Ensuite, les personnages secondaires des diverses séries ne sont pas oubliés, même si, évidemment, le format ne permet pas de leur donner beaucoup de place pour s'exprimer. Mais la prime accordée à Claire, Colleen et Misty est là encore justifiée et quand, à la fin, elles rejoignent les quatre justiciers dans leur mission-suicide, chacune a un rôle précis et un impact sur l'issue du problème (quand bien même l'une le paie au prix fort, dans sa chair - et cela va inspirer aux fans des souhaits pour un spin-off avec les Daughters of Dragon, ce qui ne serait pas immérité).

Enfin, Defenders boucle, parfois définitivement, la storyline liant Elektra à Stick (et par conséquent Stick à Daredevil)... Et donne une idée probable de la saison 3 de Daredevil. Le sort de la Main se résume désormais à celui de Mme Gao... Mais confirme que l'état de K'un L'un n'est pas résolue et donc va certainement alimenter la suite d'Iron Fist. Luke Cage est désormais complètement réhabilité à Harlem aux côtés de Claire. Et la situation de Jessica Jones pleine de promesses (non seulement psychologiquement, puisqu'elle est réconciliée avec Luke, mais professionnellement aussi).

Il faut aussi saluer la qualité de l'interprétation, soulignée par celle de la caractérisation : Finn Jones conserve ce côté chien fou dont l'apprentissage n'est pas achevé mais enrichi par la fin tragique de la lutte du Midland Circle ; Mike Colter donne une rondeur bonhomme à son rôle (et sa complicité éclatante avec Jones fait rêver à une future série Heroes for Hire ou Luke Cage & Iron Fist, comme dans les comics où ils ont été souvent réunis) ; Krysten Ritter prouve qu'elle peut jouer au-delà du registre de la détective alcoolo et cynique en ajoutant détermination et fragilité à la fois à son personnage, et Charlie Cox confirme qu'il campe un Daredevil idéal incapable de résister à sa double vie et tourmenté par sa foi.

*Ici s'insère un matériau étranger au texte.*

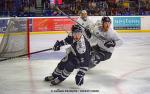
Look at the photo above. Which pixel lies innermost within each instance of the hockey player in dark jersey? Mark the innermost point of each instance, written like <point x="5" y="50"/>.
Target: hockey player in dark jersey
<point x="78" y="57"/>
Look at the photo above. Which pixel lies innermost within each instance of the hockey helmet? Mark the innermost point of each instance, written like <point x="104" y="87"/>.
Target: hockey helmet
<point x="106" y="19"/>
<point x="76" y="28"/>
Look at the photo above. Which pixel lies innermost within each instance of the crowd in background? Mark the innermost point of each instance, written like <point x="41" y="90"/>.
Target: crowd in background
<point x="73" y="7"/>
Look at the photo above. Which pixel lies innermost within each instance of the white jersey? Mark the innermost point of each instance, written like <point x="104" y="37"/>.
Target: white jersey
<point x="88" y="24"/>
<point x="99" y="38"/>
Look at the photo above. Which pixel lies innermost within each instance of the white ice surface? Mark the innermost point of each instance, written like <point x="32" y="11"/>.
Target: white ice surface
<point x="127" y="72"/>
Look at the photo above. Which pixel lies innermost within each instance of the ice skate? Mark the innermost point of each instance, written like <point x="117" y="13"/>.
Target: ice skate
<point x="49" y="78"/>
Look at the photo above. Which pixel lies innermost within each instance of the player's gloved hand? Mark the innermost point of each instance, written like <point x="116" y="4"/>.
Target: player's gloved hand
<point x="109" y="44"/>
<point x="57" y="45"/>
<point x="88" y="33"/>
<point x="79" y="78"/>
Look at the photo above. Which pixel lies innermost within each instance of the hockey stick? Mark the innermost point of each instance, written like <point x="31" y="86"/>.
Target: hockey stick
<point x="26" y="54"/>
<point x="99" y="37"/>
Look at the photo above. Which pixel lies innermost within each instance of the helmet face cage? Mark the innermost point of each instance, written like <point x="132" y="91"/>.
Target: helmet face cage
<point x="76" y="29"/>
<point x="106" y="19"/>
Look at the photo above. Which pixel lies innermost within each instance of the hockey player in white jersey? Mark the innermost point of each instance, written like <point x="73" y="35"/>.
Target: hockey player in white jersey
<point x="78" y="58"/>
<point x="103" y="41"/>
<point x="85" y="21"/>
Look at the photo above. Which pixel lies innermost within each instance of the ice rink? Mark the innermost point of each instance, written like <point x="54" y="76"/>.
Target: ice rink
<point x="127" y="72"/>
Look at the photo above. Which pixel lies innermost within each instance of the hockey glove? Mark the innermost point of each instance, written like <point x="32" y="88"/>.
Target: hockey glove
<point x="57" y="45"/>
<point x="80" y="77"/>
<point x="88" y="33"/>
<point x="109" y="44"/>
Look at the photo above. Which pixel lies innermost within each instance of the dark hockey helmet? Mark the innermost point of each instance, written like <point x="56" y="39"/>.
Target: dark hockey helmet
<point x="76" y="28"/>
<point x="106" y="19"/>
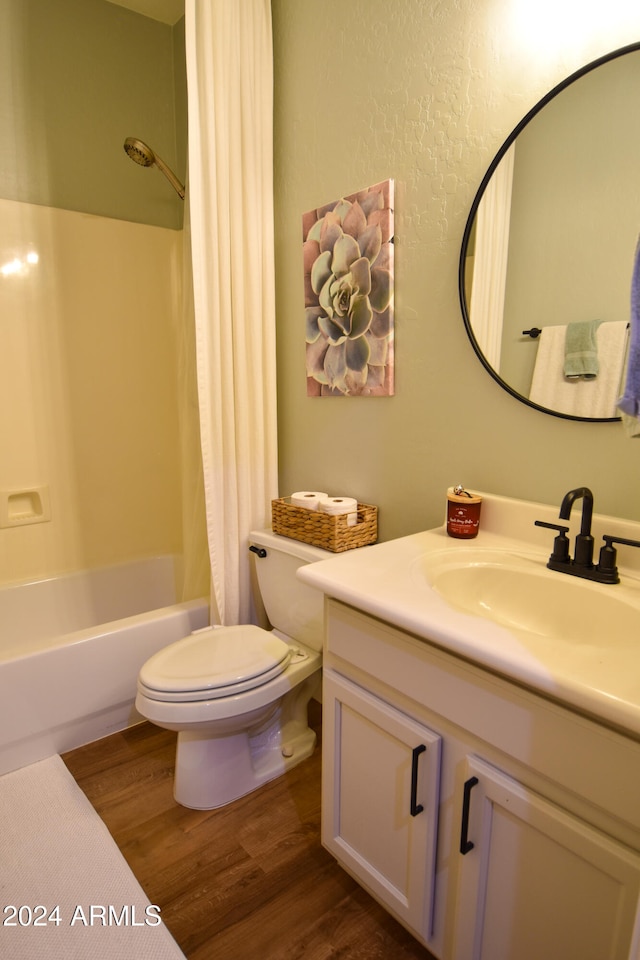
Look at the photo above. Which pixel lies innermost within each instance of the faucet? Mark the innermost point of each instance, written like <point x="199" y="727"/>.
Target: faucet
<point x="582" y="564"/>
<point x="583" y="556"/>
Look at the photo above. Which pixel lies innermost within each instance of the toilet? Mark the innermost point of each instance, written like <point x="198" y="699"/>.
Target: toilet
<point x="238" y="696"/>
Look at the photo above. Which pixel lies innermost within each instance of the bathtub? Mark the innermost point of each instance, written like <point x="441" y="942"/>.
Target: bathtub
<point x="71" y="648"/>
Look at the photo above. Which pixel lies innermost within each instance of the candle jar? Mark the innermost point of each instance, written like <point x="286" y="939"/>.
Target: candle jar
<point x="463" y="513"/>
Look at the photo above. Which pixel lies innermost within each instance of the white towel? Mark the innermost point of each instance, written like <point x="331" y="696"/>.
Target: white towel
<point x="580" y="398"/>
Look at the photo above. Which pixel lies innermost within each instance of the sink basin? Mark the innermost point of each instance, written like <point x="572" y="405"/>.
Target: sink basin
<point x="519" y="592"/>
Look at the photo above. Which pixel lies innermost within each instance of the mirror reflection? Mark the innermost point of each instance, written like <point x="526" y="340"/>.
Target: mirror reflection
<point x="550" y="242"/>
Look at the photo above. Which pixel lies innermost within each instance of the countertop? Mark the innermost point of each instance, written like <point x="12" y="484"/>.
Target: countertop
<point x="388" y="581"/>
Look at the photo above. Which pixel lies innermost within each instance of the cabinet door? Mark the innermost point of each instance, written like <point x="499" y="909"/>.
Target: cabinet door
<point x="380" y="799"/>
<point x="536" y="882"/>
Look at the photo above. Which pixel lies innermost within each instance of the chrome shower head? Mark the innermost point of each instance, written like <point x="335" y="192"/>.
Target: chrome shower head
<point x="144" y="155"/>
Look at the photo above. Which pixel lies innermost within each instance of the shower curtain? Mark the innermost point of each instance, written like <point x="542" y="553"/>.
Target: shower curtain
<point x="230" y="192"/>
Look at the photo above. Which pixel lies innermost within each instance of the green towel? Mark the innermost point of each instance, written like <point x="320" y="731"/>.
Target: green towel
<point x="581" y="350"/>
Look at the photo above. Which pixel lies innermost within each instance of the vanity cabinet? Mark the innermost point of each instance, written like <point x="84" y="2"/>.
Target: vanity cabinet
<point x="381" y="809"/>
<point x="527" y="842"/>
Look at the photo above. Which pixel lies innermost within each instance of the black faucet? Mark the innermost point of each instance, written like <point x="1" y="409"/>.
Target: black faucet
<point x="583" y="555"/>
<point x="582" y="564"/>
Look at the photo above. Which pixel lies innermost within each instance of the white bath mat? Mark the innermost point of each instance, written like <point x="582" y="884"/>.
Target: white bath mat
<point x="66" y="892"/>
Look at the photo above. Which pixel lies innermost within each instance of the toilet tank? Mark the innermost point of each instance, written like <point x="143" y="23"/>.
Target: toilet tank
<point x="293" y="608"/>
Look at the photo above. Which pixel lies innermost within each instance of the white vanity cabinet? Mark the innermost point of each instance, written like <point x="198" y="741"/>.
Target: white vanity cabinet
<point x="527" y="843"/>
<point x="380" y="806"/>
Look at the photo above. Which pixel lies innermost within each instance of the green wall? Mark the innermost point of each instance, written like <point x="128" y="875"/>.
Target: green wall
<point x="424" y="93"/>
<point x="76" y="78"/>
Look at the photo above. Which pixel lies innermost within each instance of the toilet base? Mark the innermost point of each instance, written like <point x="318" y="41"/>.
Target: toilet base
<point x="212" y="771"/>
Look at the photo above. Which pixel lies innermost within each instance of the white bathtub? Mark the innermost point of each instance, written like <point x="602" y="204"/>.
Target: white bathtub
<point x="70" y="651"/>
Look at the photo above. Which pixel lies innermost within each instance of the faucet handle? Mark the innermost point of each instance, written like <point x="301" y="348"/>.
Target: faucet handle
<point x="560" y="552"/>
<point x="608" y="557"/>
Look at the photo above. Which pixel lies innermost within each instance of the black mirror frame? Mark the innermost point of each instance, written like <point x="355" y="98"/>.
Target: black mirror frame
<point x="630" y="48"/>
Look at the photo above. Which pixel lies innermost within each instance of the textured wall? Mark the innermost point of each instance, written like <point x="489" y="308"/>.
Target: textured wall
<point x="425" y="93"/>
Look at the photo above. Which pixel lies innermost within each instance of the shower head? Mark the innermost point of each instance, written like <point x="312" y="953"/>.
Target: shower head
<point x="144" y="155"/>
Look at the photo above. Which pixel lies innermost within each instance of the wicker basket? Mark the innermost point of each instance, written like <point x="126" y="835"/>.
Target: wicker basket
<point x="322" y="529"/>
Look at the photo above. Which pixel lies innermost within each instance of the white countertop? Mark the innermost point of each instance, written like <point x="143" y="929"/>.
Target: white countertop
<point x="388" y="581"/>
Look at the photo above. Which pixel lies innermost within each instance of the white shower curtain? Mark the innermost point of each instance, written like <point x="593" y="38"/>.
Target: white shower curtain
<point x="230" y="108"/>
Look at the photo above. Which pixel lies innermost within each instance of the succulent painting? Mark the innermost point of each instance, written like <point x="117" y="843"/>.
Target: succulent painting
<point x="348" y="280"/>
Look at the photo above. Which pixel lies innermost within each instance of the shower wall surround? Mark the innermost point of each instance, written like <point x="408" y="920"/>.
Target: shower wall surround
<point x="425" y="93"/>
<point x="88" y="335"/>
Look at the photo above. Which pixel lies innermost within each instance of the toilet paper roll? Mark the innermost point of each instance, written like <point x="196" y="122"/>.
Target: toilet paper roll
<point x="307" y="498"/>
<point x="337" y="506"/>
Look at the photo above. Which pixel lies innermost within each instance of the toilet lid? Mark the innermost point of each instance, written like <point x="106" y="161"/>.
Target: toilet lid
<point x="214" y="663"/>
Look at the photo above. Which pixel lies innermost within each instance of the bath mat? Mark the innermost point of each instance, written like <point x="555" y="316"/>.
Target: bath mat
<point x="66" y="892"/>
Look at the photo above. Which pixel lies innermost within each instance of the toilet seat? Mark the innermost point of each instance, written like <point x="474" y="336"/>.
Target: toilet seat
<point x="213" y="663"/>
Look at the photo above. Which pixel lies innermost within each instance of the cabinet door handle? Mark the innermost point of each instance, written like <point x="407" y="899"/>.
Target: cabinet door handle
<point x="465" y="844"/>
<point x="416" y="808"/>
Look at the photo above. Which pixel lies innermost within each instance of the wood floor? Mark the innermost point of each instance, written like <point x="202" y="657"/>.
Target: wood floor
<point x="247" y="882"/>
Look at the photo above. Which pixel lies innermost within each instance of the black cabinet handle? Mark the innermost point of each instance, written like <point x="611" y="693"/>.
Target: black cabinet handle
<point x="465" y="844"/>
<point x="416" y="808"/>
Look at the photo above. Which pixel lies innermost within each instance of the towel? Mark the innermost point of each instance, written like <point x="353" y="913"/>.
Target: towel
<point x="579" y="398"/>
<point x="581" y="349"/>
<point x="629" y="402"/>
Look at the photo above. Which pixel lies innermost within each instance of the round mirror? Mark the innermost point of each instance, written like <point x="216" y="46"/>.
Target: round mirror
<point x="547" y="253"/>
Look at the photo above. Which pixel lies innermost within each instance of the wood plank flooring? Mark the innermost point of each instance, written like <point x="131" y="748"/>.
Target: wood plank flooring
<point x="248" y="881"/>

Face à eux, Elodie Yung impressionne en Elektra dont la relation fille-mère avec Sigourney Weaver, magistrale en méchante (jusqu'au coup de théâtre vraiment imprévisible de l'épisode 6), possède une intensité fascinante.

En somme donc, Defenders commence très bien, se déroule superbement, mais se clôt en demi-teinte. Les scénaristes ont, pour le coup, manqué de confiance envers les spectateurs, mais le divertissement demeure globalement tellement entraînant, vif, et nuancé pour qu'on le quitte ravi.